Metropolitanin8.com – Kab. Bogor – Ikatan Sarjana Nahdlatul Ulama (ISNU) Kota Tangerang menggagas lahirnya Peraturan Daerah (Perda) tentang Pemberdayaan Pesantren dan Lembaga Pendidikan Keagamaan dalam sebuah forum Focus Group Discussion (FGD) yang digelar di Villa Gardenia, Cilember, Puncak, Bogor.

Kegiatan yang berlangsung selama dua hari ini menggandeng civitas akademika STISNU Nusantara Tangerang dan menjadi titik awal lahirnya inisiatif kebijakan strategis untuk pendidikan keagamaan.

Ketua ISNU Kota Tangerang, Asyik, menegaskan bahwa gagasan Perda ini merupakan tanggung jawab moral dan keilmuan sarjana NU untuk memperkuat eksistensi pesantren secara regulatif.

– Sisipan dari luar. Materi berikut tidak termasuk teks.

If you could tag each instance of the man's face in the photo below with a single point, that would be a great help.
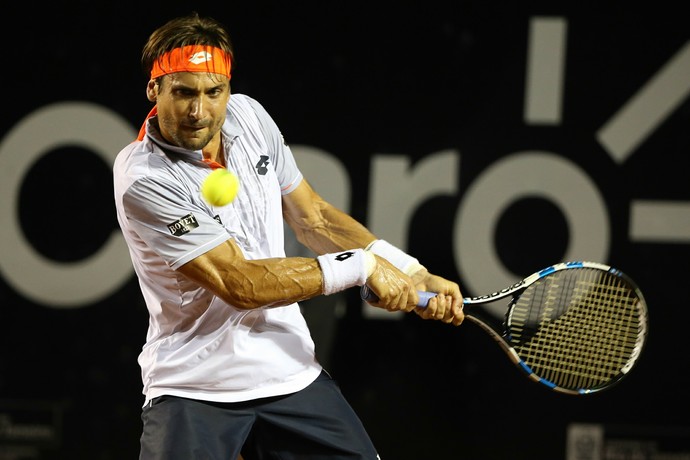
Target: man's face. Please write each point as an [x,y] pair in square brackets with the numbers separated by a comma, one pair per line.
[191,107]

“Pesantren selama ini menjadi pilar penting dalam pendidikan keagamaan dan pembentukan karakter bangsa. Sudah saatnya pemerintah daerah hadir dengan kebijakan yang lebih kuat dan berkelanjutan, bukan sekadar hibah insidental, tetapi penganggaran yang rutin dan wajib sebagaimana amanat Undang-Undang Nomor 18 Tahun 2019 tentang Pesantren,” ungkapnya, Minggu (03/08/25).

Sementara itu, Ketua STISNU Nusantara Tangerang, Muhamad Qustulani (Gus Fani), menyampaikan kritik terhadap keraguan sejumlah pemerintah daerah dalam mengalokasikan anggaran rutin bagi pesantren. Ia menilai, sering kali kekhawatiran akan audit serta anggapan bahwa urusan pesantren adalah kewenangan pusat menjadi penghambat kemajuan.

“Padahal, UU Pesantren justru memberi ruang dan legitimasi hukum bagi pemda untuk hadir total dalam mendukung lembaga pendidikan keagamaan. Ini saatnya Kota Tangerang menjadi pelopor,” tegasnya.

Gus Fani juga menegaskan bahwa STISNU siap memberikan dukungan penuh, termasuk dalam penyusunan naskah akademik sebagai dasar ilmiah pembentukan Perda.

“Ini gagasan besar dan mulia. Kami siap berkolaborasi secara akademis, karena pesantren adalah jantung pendidikan Islam dan benteng moral bangsa,” tambahnya.

Menutup forum, Asyik menegaskan bahwa langkah ini merupakan bentuk nyata kontribusi ISNU dalam membangun Kota Tangerang melalui penguatan peran strategis pesantren.

“Sebagai sarjana Nahdlatul Ulama, kami merasa terpanggil untuk menjaga, menguatkan, dan mengembangkan pesantren melalui jalan keilmuan dan kebijakan. Semoga ikhtiar ini menjadi ladang maslahat bersama,” pungkasnya.